- 19 Jun 2013 19:24
#14257430
Сделайте Америку Снова Bеликой
The Tokyo raid in 1945, codenamed Operation Meetinghouse, caused roughly 140,000 deaths and it was the single deadliest air raid during the Second World War, greater than Hiroshima and Nagasaki where around 130,000 people were killed. In terms of casualty figures, the atomic bombings were no different from conventional strategic bombing campaigns on Japan and Germany to demoralise the enemy. The significance of the atomic bombings of the two minor Japanese cities was psychological damage inflicted on the Japanese leadership. With the advent of the new weapon which could threaten the very existence of Japan, Hirohito finally found an excuse to surrender by "enduring the unendurable" without demanding further sacrifice from his subjects.
The allied bombing campaign had destroyed one third of the nation's wealth, according to the American occupation authority's estimates, roughly comparable to the U.S. great depression. Urban living standards plummeted to 35 percent of pre-war levels.
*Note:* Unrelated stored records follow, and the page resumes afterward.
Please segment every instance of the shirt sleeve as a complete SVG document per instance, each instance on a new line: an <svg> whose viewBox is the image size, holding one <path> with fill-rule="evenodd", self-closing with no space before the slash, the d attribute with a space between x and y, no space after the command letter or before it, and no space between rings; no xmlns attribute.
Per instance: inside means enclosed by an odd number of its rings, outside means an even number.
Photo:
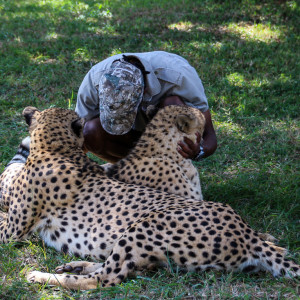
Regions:
<svg viewBox="0 0 300 300"><path fill-rule="evenodd" d="M93 68L85 75L77 95L75 111L87 120L99 115L98 90L93 82Z"/></svg>
<svg viewBox="0 0 300 300"><path fill-rule="evenodd" d="M196 70L191 66L181 68L181 82L170 90L171 95L183 98L188 106L193 106L205 112L209 109L202 81Z"/></svg>

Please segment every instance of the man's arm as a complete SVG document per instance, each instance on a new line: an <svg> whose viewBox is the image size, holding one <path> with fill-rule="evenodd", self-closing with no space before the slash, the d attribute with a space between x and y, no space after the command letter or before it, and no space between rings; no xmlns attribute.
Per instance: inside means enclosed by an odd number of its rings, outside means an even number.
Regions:
<svg viewBox="0 0 300 300"><path fill-rule="evenodd" d="M218 143L217 143L217 137L216 137L216 133L215 133L215 129L211 120L211 114L210 111L207 110L206 112L203 113L204 117L205 117L205 128L204 128L204 132L203 132L203 150L204 150L204 157L208 157L210 155L212 155L217 147L218 147Z"/></svg>

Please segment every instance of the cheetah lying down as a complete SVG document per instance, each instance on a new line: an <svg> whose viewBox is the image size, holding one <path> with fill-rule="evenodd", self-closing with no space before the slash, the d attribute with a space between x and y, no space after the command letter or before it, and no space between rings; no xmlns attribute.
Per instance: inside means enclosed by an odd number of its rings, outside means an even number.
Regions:
<svg viewBox="0 0 300 300"><path fill-rule="evenodd" d="M205 118L199 109L167 106L157 112L129 155L109 164L106 174L127 183L152 187L190 199L203 200L198 170L177 151L187 137L202 136Z"/></svg>
<svg viewBox="0 0 300 300"><path fill-rule="evenodd" d="M38 231L49 246L104 263L71 262L28 280L71 289L112 286L172 259L187 270L216 268L299 276L300 266L258 237L222 203L187 199L108 178L82 151L83 120L69 110L29 107L30 155L14 181L0 240Z"/></svg>
<svg viewBox="0 0 300 300"><path fill-rule="evenodd" d="M114 179L152 187L182 197L203 200L198 170L177 151L184 137L196 141L202 136L205 118L189 106L171 105L160 110L149 123L129 155L115 164L106 164L105 173ZM259 237L275 242L268 233Z"/></svg>

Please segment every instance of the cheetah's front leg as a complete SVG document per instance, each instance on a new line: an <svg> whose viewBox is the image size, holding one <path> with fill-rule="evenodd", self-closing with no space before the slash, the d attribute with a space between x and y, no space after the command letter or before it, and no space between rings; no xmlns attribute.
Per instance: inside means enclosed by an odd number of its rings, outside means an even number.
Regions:
<svg viewBox="0 0 300 300"><path fill-rule="evenodd" d="M101 284L98 283L97 277L89 275L67 275L67 274L50 274L39 271L30 272L27 275L29 282L39 282L54 286L61 286L72 290L90 290L96 289Z"/></svg>
<svg viewBox="0 0 300 300"><path fill-rule="evenodd" d="M28 214L22 216L22 219L14 205L9 207L8 213L0 213L0 243L8 243L10 240L20 241L29 235L34 226L34 221L30 216L32 211L27 210Z"/></svg>
<svg viewBox="0 0 300 300"><path fill-rule="evenodd" d="M0 211L0 243L7 242L7 235L5 232L7 231L7 219L8 213Z"/></svg>

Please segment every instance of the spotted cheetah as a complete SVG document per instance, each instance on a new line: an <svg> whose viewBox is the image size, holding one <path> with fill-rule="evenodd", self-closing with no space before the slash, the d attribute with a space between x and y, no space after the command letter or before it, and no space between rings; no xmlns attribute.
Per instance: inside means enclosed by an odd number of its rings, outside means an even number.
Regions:
<svg viewBox="0 0 300 300"><path fill-rule="evenodd" d="M159 110L129 155L104 165L106 174L117 180L149 186L168 193L203 200L198 170L177 151L184 137L196 141L204 131L205 118L199 109L170 105ZM267 242L277 239L258 233Z"/></svg>
<svg viewBox="0 0 300 300"><path fill-rule="evenodd" d="M37 231L59 251L105 260L71 262L56 275L34 271L29 281L70 289L113 286L169 260L187 270L300 275L299 265L259 238L230 206L108 178L83 152L84 122L75 112L28 107L24 116L30 155L2 214L0 241Z"/></svg>
<svg viewBox="0 0 300 300"><path fill-rule="evenodd" d="M127 157L109 164L106 174L127 183L149 186L190 199L203 200L198 170L177 151L184 137L196 142L204 131L199 109L170 105L157 112Z"/></svg>

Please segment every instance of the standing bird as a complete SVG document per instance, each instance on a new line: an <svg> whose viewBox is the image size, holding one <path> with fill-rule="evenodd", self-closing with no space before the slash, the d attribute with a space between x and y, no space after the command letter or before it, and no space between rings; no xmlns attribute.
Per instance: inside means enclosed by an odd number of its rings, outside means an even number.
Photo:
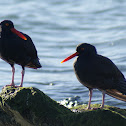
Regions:
<svg viewBox="0 0 126 126"><path fill-rule="evenodd" d="M91 109L92 91L94 88L102 91L102 106L104 107L105 93L122 101L126 101L126 79L116 65L107 57L97 54L93 45L82 43L76 48L76 53L64 59L61 63L78 56L74 62L76 77L89 89Z"/></svg>
<svg viewBox="0 0 126 126"><path fill-rule="evenodd" d="M31 38L17 31L14 28L13 22L10 20L4 20L0 23L0 58L9 63L12 67L12 82L10 85L6 86L23 86L24 67L33 69L42 67L37 56L37 50ZM20 86L15 86L14 84L14 64L22 66Z"/></svg>

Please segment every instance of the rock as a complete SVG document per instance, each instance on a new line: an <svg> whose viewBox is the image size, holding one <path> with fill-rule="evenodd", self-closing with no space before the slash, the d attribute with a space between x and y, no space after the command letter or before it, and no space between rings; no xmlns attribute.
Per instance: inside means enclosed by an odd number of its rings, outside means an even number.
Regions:
<svg viewBox="0 0 126 126"><path fill-rule="evenodd" d="M6 119L0 120L4 126L8 124L9 126L62 126L61 117L72 113L32 87L6 87L0 96L0 106L8 119L8 122Z"/></svg>
<svg viewBox="0 0 126 126"><path fill-rule="evenodd" d="M79 105L72 112L36 88L5 87L0 94L0 126L126 126L125 109L85 108Z"/></svg>
<svg viewBox="0 0 126 126"><path fill-rule="evenodd" d="M74 125L77 126L126 126L126 109L105 105L100 109L100 104L91 105L96 110L86 110L87 105L79 105L71 108L78 114L74 118ZM76 113L77 113L76 112ZM79 121L79 122L78 122ZM72 122L72 120L71 120ZM79 125L78 125L79 124Z"/></svg>

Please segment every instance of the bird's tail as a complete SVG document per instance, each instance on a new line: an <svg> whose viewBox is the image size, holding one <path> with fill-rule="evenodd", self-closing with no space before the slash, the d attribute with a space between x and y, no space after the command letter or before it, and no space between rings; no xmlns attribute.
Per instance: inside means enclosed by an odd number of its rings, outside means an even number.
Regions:
<svg viewBox="0 0 126 126"><path fill-rule="evenodd" d="M116 85L116 89L107 89L106 94L119 100L126 101L126 80L119 81Z"/></svg>
<svg viewBox="0 0 126 126"><path fill-rule="evenodd" d="M107 89L106 94L108 94L114 98L117 98L119 100L126 101L126 95L122 94L121 92L119 92L116 89Z"/></svg>

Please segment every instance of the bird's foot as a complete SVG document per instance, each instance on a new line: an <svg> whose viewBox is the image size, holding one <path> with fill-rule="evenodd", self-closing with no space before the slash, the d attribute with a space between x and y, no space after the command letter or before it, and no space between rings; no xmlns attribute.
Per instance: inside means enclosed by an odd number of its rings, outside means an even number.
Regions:
<svg viewBox="0 0 126 126"><path fill-rule="evenodd" d="M87 109L86 110L97 110L98 108L89 108L89 107L87 107Z"/></svg>
<svg viewBox="0 0 126 126"><path fill-rule="evenodd" d="M22 87L21 84L20 84L19 86L16 86L14 83L11 83L11 84L5 85L3 88L8 87L8 86L11 86L11 87L13 87L13 88Z"/></svg>
<svg viewBox="0 0 126 126"><path fill-rule="evenodd" d="M15 84L11 83L11 84L5 85L3 88L8 87L8 86L15 87Z"/></svg>
<svg viewBox="0 0 126 126"><path fill-rule="evenodd" d="M92 108L91 107L87 107L87 110L91 110Z"/></svg>
<svg viewBox="0 0 126 126"><path fill-rule="evenodd" d="M104 108L104 106L101 106L101 107L93 107L93 108L87 107L87 110L98 110L98 109L103 109L103 108Z"/></svg>
<svg viewBox="0 0 126 126"><path fill-rule="evenodd" d="M98 109L103 109L103 108L104 108L104 106L101 106L101 107L98 107L98 108L94 107L94 108L92 108L92 110L98 110Z"/></svg>
<svg viewBox="0 0 126 126"><path fill-rule="evenodd" d="M98 110L98 109L101 109L101 108L94 107L94 108L87 108L86 110Z"/></svg>
<svg viewBox="0 0 126 126"><path fill-rule="evenodd" d="M101 106L101 107L98 107L98 108L97 108L97 107L94 107L94 108L87 108L87 110L98 110L98 109L103 109L103 108L104 108L104 107Z"/></svg>
<svg viewBox="0 0 126 126"><path fill-rule="evenodd" d="M88 104L87 109L86 110L98 110L98 109L103 109L104 108L104 103L101 104L101 106L98 107L91 107L91 104Z"/></svg>
<svg viewBox="0 0 126 126"><path fill-rule="evenodd" d="M92 110L98 110L98 109L100 109L100 108L96 108L96 107L92 108Z"/></svg>
<svg viewBox="0 0 126 126"><path fill-rule="evenodd" d="M104 108L104 105L101 105L100 109L103 109Z"/></svg>

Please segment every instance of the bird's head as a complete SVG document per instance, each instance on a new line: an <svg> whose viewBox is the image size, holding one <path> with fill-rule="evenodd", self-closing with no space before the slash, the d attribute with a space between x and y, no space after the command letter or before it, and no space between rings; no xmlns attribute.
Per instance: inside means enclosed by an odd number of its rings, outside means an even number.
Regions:
<svg viewBox="0 0 126 126"><path fill-rule="evenodd" d="M10 20L4 20L4 21L2 21L1 23L1 28L2 28L2 30L4 31L10 31L11 30L11 28L14 28L14 24L13 24L13 22L12 21L10 21Z"/></svg>
<svg viewBox="0 0 126 126"><path fill-rule="evenodd" d="M10 20L4 20L0 23L0 32L3 32L4 34L14 33L18 35L20 38L27 40L27 38L21 32L17 31L14 28L14 24Z"/></svg>
<svg viewBox="0 0 126 126"><path fill-rule="evenodd" d="M97 54L97 51L93 45L88 44L88 43L81 43L77 46L76 52L70 55L69 57L67 57L66 59L64 59L61 63L66 62L75 56L80 56L80 55L91 56L95 54Z"/></svg>

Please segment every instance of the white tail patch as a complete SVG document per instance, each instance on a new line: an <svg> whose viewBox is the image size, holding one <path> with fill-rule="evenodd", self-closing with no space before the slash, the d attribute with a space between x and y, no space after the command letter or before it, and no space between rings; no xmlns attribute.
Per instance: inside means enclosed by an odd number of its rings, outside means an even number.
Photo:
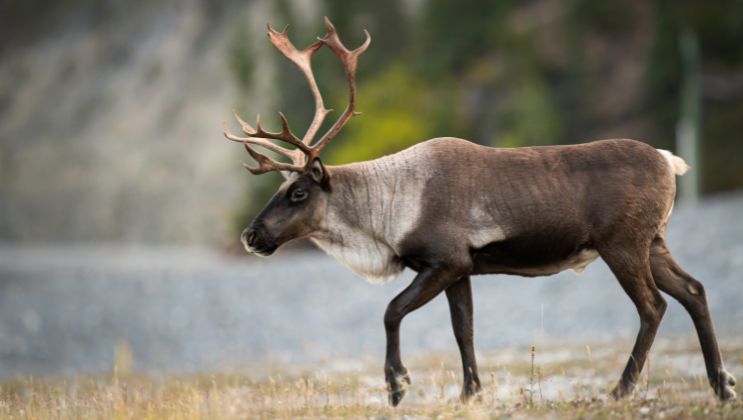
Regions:
<svg viewBox="0 0 743 420"><path fill-rule="evenodd" d="M691 166L689 166L686 162L684 162L683 159L674 155L668 150L663 150L663 149L656 149L656 150L658 150L660 154L663 155L664 158L666 158L666 161L668 162L668 165L673 170L674 175L683 175L686 173L686 171L689 170L689 168L691 168Z"/></svg>

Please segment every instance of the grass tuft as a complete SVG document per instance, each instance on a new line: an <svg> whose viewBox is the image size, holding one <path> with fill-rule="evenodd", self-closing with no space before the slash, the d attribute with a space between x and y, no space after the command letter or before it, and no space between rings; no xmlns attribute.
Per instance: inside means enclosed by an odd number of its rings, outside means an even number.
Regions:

In the country's 60 or so largest cities, bombing had destroyed nearly half of the structures, rendering 30 percent of its residents immediately homeless. Food became scarce, and Dower documents some Japanese cities recommending "emergency diets" of "acorns, grain husks, peanut shells, and sawdust" as well as "silkworm cocoons, worms ... or a powder made by drying the blood of cows, horses, and pigs." Disease and starvation spread. Meanwhile, millions of Japanese soldiers and colonists abroad found, with the empire's collapse, that they had no way to go home and little or no rights in the newly independent colonies. As many as 68,000 Japanese in China were conscripted into the communist insurgency, Dower reports, and around 1.6 million Japanese in the Soviet Union were made to contribute labor. Of those, 300,000 never returned home. In the 1980s, the Soviet government released the names of 46,000 who had been buried in Siberia; the rest have never been accounted for.